F.V.: Ti ringrazio per aver colto questo aspetto. La Filosofia mistica della conoscenza è per me sia un punto di arrivo che un punto di partenza, ma anche un punto di passaggio. Ti spiego perché. Con ogni probabilità, il mio approccio all’esistenza è sempre stato di tipo filosofico, mi sono sempre fatto domande sulla realtà, fin da quando ero bambino. Riconosco negli interrogativi di quando avevo tre o quattro anni, che ancora ricordo, la strada che poi ho seguito per tutta la vita, sebbene non ne avessi una grande consapevolezza. La mia traiettoria, però, è stata sempre più centrata sulla mia identità e il suo sviluppo, rendendomi conto che ciò che vivevo io era simile a ciò che vivevano gli altri e che quello che vivevano gli altri corrispondeva a quanto vivevo io. Con una sola differenza: molto spesso, gli altri non si rendevano conto del loro vissuto; io, invece, fin troppo. La Filosofia mistica della conoscenza è lo sviluppo del mio modo di vedere il mondo e l’esistenza, e sotto questo aspetto è un punto d’arrivo. Però è anche un punto intermedio, perché da quella pubblicazione del 2020 si diramano novità e ulteriori approfondimenti che confermano il passato e aprono al futuro. Infine, è punto di partenza perché si tratta di un primo volume di una filosofia mistica (così ribattezzata da me) che dovrebbe svilupparsi con altri due volumi principali, dedicati alla pedagogia e al rapporto tra magia e scienza. Permettimi di dire che importanti filosofi italiani hanno confermato le intuizioni contenute in questa filosofia. 

T.O.M.: Torniamo alla narrativa, e dando per scontato Stephen King (a cui hai dedicato una corposa sezione del tuo sito), quali sono stati i caposaldi della tua formazione di lettore? 

F.V.: Ce ne sono stati molti, ma quelli cui faccio di solito riferimento sono Michael Crichton, Ian McEwan, Paul Auster e Truman Capote. È ovvio, però, che non posso non citare Foscolo, Pascoli, Eco. Insomma, sono molti gli autori che mi hanno insegnato a scrivere e a maturare le mie tematiche (e che continuano a farlo, perché non si smette mai di imparare, per esempio oggi Aldo Busi), ciascuno per un motivo diverso. 

T.O.M.: Noto che offri anche servizi di editing e consulenza a vari livelli per chi ha fatto (o vuole fare) della scrittura la propria attività. Come vedi lo scenario italiano, in particolare per quanto riguarda il fantastico? Non ho potuto non fare caso, detto tra noi, che sei tornato all’autopubblicazione dopo anni in cui ti eri affidato a professionisti. 

F.V.: Sono due argomenti differenti, lo scenario del fantastico italiano e il ritorno all’autopubblicazione.

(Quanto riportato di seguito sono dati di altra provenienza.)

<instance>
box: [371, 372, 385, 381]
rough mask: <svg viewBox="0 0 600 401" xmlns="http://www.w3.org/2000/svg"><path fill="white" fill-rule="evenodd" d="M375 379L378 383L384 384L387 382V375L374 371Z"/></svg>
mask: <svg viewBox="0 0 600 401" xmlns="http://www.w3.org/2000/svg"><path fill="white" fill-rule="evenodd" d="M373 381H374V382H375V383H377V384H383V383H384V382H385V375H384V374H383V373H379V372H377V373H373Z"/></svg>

Come ti dicevo prima, la narrativa fantastica fa ancora fatica a essere accolta senza problemi dagli italiani, troppo ripiegati sul quotidiano e sulla realtà-a-un-livello. Ciò nonostante, negli ultimi decenni c’è stato un piccolo sdoganamento dell’elemento fantastico anche nella cosiddetta letteratura colta (distinzione che in Italia continua ad andare per la maggiore), che avviene però attraverso un filtro eccessivamente critico: si tratta quasi sempre (se parliamo di importanti scrittori), di una letteratura colta che accoglie e utilizza le narrazioni popolari, esattamente sulla strada tracciata da Calvino con Fiabe popolari. Chi scrive narrativa fantastica senza interpolazione di classe pur appartenendo alla letteratura cosiddetta colta (che oggi rientra in buona parte nel ‘mainstream’), è in numero ancora troppo esiguo. Posso citare un Tullio Avoledo, per fare un esempio, ma se dovessi dire un secondo nome, farei già fatica. Altro discorso è se guardiamo allo strato di scrittori più piccoli, poco conosciuti o quasi del tutto sconosciuti, una realtà differente: ma in questo caso mancano spesso degli strumenti adeguati per fare della tematica fantastica una vera proposta letteraria. 
Argomento autopubblicazione, poi. Qui parliamo di editoria, e in parte ci sovrapponiamo a quanto detto prima. Non ci sono grandi o importanti editori che puntano sulla ricerca di una letteratura fantastica che non sia rielaborazione della cultura popolare. Non ci sono editori che abbiano il coraggio di cercare (e magari di trovare) uno Stephen King italiano che sappia portare il fantastico nella quotidianità. Per dirla tutta: King ha portato i fantasmi dai castelli europei alla provincia americana, e l’editoria americana gli ha permesso di diventare espressione della letteratura di un intero paese (per quanto possa ancora oggi venir criticato da certa classe ‘colta’ dei critici americani). In Italia si continua a parlare di sirene all’interno di una realtà di pescatori più o meno ignoranti, o di fantasmi all’interno di castelli, o di folletti all’interno di una realtà contadina. Perché mai, mi chiedo io, e la risposta arriva: perché gli editori importanti non sono disposti a credere in un modo differente di fare letteratura e, di conseguenza, gli stessi scrittori non lavorano duramente per raggiungere questo obiettivo. Ecco che, per quelli come me che cercano di fare qualcosa di serio al riguardo, l’unica strada percorribile in questo ambito diventa l’autopubblicazione. Il grosso problema, però, è che si continua a rimanere nelle proprie nicchie. La parola d’ordine dovrebbe essere “sfondare le nicchie”. 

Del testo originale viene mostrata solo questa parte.